The fun / creative part for me is not googling “how to slurp the contents of a file into a string” or “the exact syntax for marking some functions as unit tests” or “the correct order of symbols to specify generic type param”
It’s not “the correct html / css syntax for this basic gui I want to make”
It’s not “how to achieve the thing I’ve done 10 thousand times in other languages/frameworks, but for this language/framework”
It’s figuring the core logic out, building the thing while skipping the boring stuff, playing with abstractions that scratch my itch.
From this pov, AI is the best thing that has happened to my weekend coding. I code recreationally way more than before. Before AI, I would try a new language or framework, and I’d give up halfway because re-figuring out basic stuff for the umpteenth time is boring, it’s not fun at all. Now AI lets me skip those boring parts.
Learning Elixir and fixing a bug in an open source project went from "risk of a long slog over the course of a month with no reward" to "pepper an LLM with questions (debugging errors, understanding syntax, translating code snippets to English descriptions of behavior), write 20 lines of code by hand, write a few test cases, and submit the PR fix".
Strong agree. I've been making more progress on my passion project in the last few weeks than I have in a year, because it helped me break out of analysis paralysis.
I'm really, really, loving the agentic flow, where it digs itself out of syntax errors and the like.
Current tools: Visual Studio Code/GitHub ChatGPT5(Preview)
An example I’ve done with a small language model is fine tuning a small model for evaluating semi structured user input for whether it’s likely sanctions evasion. The heuristic code to do this due to the fact is got a natural language component is very complex and has a relatively poor precision and recall. A fine tuned model pretty reliably classified the inputs and was pretty resilient to adversarial attacks while heuristics - partially due to their full determinism - were very brittle over time.
These sorts of “heuristics are surprising incapable while the semantic flexibility of language models are powerful” are surprisingly large. Even flexible validation mechanisms that take human entered semi fixed form inputs and reformat them to the expected input in a really reliable way and is much less frustrating to end users. Essentially any situation where abductive logic or natural language comes into the picture a small model does really well.
Both of those things - abductive logic and natural language - were largely unavailable as tools until recently. This pretty nearly rounds out the complete toolkit for making really robust and powerful (and usable) systems. You sacrifice a perceived determinism by admitting abductive logic and non determinism, but in my experience this warm blanket of the mathematically inclined wasn’t particularly robust in reality and systems often deterministically failed in complex and difficult if not impossible ways to avoid that a little bit of abductive reasoning could make it remarkably simpler and more robust.
I've been taking these rides 5-6 days a week, everywhere, and also in other countries outside the US. What I've come to realize is this: what matters to me the most is the consistency of the lowest bar of the experience.

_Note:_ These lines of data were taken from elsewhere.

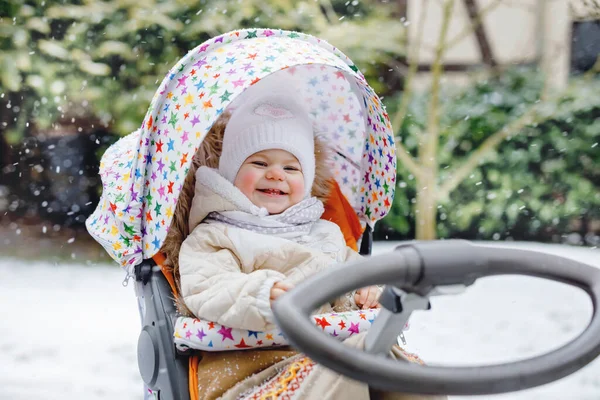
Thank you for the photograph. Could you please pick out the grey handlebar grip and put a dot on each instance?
(417, 267)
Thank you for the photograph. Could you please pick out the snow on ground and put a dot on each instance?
(70, 331)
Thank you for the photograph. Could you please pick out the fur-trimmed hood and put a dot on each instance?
(208, 155)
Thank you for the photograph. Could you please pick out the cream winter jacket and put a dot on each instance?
(227, 272)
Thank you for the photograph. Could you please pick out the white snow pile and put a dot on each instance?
(70, 331)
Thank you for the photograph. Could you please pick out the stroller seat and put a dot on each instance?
(143, 174)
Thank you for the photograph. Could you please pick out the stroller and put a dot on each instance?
(143, 174)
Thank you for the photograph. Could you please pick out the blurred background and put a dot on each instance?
(495, 106)
(508, 89)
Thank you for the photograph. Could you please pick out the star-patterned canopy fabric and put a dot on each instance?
(142, 174)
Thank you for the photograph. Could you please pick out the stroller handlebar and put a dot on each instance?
(419, 267)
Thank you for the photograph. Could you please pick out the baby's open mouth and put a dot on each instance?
(276, 192)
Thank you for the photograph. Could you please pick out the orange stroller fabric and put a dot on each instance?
(337, 210)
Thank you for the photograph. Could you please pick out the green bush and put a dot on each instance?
(103, 60)
(540, 183)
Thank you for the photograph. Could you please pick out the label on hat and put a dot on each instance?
(275, 112)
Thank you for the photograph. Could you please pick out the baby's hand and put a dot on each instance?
(280, 288)
(367, 297)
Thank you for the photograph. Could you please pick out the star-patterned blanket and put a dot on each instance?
(142, 174)
(192, 333)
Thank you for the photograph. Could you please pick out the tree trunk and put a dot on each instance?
(426, 208)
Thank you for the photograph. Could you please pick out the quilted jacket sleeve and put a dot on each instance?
(214, 286)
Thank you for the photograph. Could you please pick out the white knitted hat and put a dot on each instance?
(268, 121)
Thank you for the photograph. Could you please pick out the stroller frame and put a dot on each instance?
(163, 369)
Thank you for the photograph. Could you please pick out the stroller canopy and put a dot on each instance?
(143, 173)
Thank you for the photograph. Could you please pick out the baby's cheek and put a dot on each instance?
(246, 182)
(297, 186)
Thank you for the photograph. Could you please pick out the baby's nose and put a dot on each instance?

I get that sometimes with human drivers, when I'm lucky, I get someone who goes above and beyond, someone who's fantastic to talk to along the way, and so on.

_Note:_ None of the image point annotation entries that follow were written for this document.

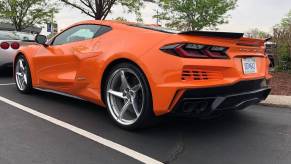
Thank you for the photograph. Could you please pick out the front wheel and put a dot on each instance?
(128, 97)
(22, 75)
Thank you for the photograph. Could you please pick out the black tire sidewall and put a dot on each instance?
(147, 114)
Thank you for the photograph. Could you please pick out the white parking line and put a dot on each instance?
(122, 149)
(7, 84)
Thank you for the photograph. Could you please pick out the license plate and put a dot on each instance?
(249, 65)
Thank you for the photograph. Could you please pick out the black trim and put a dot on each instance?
(205, 101)
(104, 29)
(214, 34)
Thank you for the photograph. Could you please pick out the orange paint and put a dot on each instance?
(77, 68)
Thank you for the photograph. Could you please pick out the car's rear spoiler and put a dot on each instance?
(213, 34)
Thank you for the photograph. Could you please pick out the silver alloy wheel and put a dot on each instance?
(21, 74)
(125, 96)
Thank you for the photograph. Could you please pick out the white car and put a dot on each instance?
(10, 42)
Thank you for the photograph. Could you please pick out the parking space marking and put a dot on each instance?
(122, 149)
(7, 84)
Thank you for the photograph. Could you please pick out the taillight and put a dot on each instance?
(4, 45)
(15, 45)
(189, 50)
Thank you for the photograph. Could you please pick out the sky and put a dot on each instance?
(249, 14)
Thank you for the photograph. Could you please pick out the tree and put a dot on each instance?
(195, 14)
(282, 37)
(99, 9)
(258, 34)
(26, 13)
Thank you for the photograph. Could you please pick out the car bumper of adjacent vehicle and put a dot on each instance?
(204, 101)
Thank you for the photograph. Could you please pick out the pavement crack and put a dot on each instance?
(176, 151)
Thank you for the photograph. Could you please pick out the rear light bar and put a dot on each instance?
(190, 50)
(15, 45)
(6, 45)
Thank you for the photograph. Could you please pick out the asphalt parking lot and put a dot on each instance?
(256, 135)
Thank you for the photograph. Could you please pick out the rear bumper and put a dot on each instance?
(196, 102)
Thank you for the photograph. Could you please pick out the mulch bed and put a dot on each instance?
(281, 84)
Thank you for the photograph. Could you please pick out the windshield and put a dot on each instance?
(13, 35)
(154, 28)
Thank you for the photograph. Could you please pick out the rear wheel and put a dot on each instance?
(22, 75)
(128, 98)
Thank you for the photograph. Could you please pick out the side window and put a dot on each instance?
(79, 33)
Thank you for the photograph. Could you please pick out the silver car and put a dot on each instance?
(10, 42)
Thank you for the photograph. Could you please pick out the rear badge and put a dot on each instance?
(249, 65)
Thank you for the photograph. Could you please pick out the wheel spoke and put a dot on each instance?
(21, 65)
(25, 78)
(19, 74)
(123, 110)
(124, 82)
(116, 93)
(135, 107)
(136, 88)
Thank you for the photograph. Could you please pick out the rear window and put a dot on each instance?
(12, 35)
(154, 28)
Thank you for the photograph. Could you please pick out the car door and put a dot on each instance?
(60, 61)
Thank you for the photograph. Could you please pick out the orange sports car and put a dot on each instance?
(142, 71)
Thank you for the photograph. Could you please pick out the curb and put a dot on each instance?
(278, 101)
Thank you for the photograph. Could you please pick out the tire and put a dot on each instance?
(127, 95)
(22, 75)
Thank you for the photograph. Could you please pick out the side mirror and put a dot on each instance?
(41, 39)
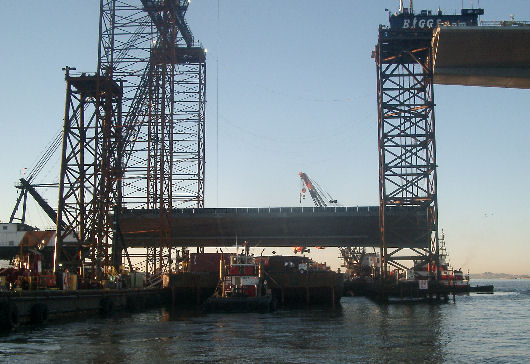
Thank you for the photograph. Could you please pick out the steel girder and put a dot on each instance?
(406, 139)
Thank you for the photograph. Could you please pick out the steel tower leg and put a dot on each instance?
(407, 149)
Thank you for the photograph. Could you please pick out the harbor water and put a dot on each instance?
(478, 328)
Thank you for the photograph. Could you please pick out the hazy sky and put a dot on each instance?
(297, 92)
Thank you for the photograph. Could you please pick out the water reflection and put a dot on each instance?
(476, 328)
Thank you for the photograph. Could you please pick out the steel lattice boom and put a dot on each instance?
(145, 142)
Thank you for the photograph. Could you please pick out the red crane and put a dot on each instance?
(319, 197)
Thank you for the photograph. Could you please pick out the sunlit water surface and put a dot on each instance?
(479, 328)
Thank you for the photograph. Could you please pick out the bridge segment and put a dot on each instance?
(269, 227)
(482, 56)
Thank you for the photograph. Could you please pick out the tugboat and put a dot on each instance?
(241, 287)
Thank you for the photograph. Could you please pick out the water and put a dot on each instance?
(479, 328)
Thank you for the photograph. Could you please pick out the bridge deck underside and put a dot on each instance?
(482, 56)
(274, 227)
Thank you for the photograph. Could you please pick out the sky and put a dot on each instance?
(291, 86)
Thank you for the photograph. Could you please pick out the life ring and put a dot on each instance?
(39, 313)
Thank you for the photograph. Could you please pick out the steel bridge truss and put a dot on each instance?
(407, 149)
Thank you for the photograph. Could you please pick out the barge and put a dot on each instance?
(292, 280)
(241, 287)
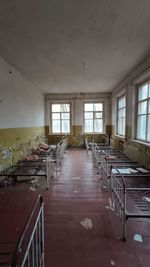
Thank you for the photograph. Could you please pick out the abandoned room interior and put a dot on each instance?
(75, 133)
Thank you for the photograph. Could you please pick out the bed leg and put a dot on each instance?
(124, 229)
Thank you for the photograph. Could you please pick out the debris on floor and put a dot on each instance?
(32, 189)
(35, 183)
(147, 199)
(110, 206)
(76, 191)
(75, 178)
(87, 223)
(112, 263)
(138, 238)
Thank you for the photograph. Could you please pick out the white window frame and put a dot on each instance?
(93, 102)
(122, 118)
(147, 113)
(60, 133)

But if I can trade all that with a guarantee that there's a consistent, predictable floor to my worst experience, I'll take it in a heartbeat.

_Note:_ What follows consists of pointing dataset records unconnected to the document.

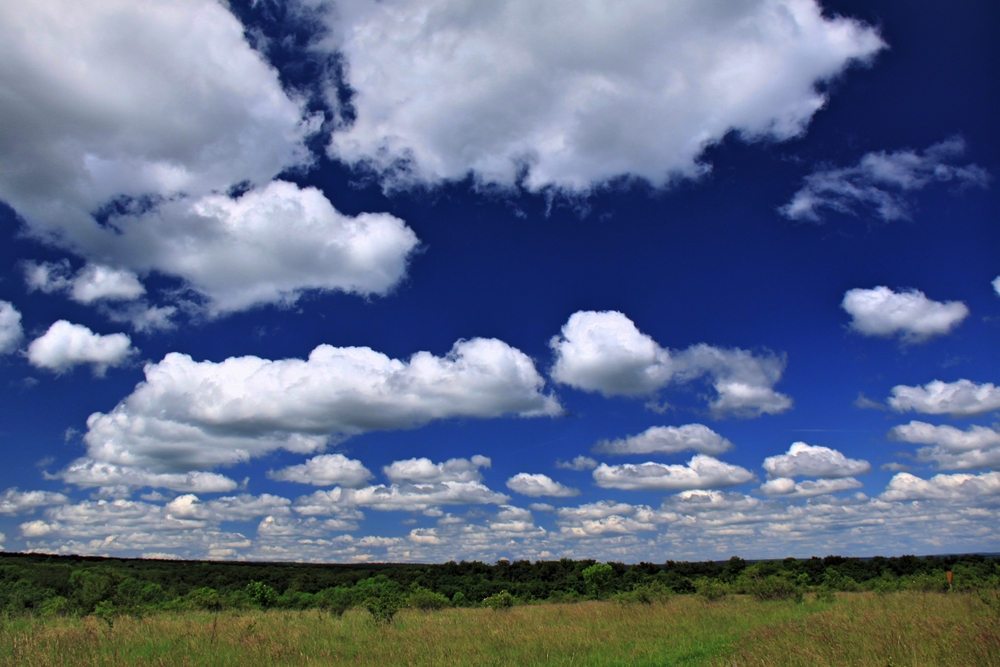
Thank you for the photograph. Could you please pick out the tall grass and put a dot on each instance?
(855, 630)
(865, 630)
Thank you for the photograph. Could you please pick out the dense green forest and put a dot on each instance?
(59, 585)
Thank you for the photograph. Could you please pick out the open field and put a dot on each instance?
(912, 629)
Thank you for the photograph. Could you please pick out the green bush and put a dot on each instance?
(335, 600)
(598, 578)
(381, 597)
(710, 589)
(261, 594)
(501, 601)
(426, 600)
(646, 593)
(773, 587)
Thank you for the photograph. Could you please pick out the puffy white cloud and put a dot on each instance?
(744, 382)
(228, 508)
(701, 472)
(85, 130)
(189, 415)
(536, 486)
(953, 449)
(514, 522)
(400, 497)
(88, 473)
(425, 471)
(958, 399)
(948, 437)
(809, 461)
(266, 246)
(10, 328)
(668, 440)
(606, 352)
(789, 488)
(94, 282)
(66, 345)
(14, 501)
(958, 487)
(572, 96)
(592, 511)
(882, 312)
(325, 470)
(579, 463)
(883, 182)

At the end of it, I take a ride to get from point A to point B. I'd rather have a machine does it for me very efficiently, without all the messy human element, with the ups and the downs, because it's the downs that ruin my day.
100%. I've discovered the floor: Small cars that probably aren't safe, trashed interior, and drivers who smell of literally every vice while talking on the phone AND playing whatever music all together. "Premium" is simply not that experience.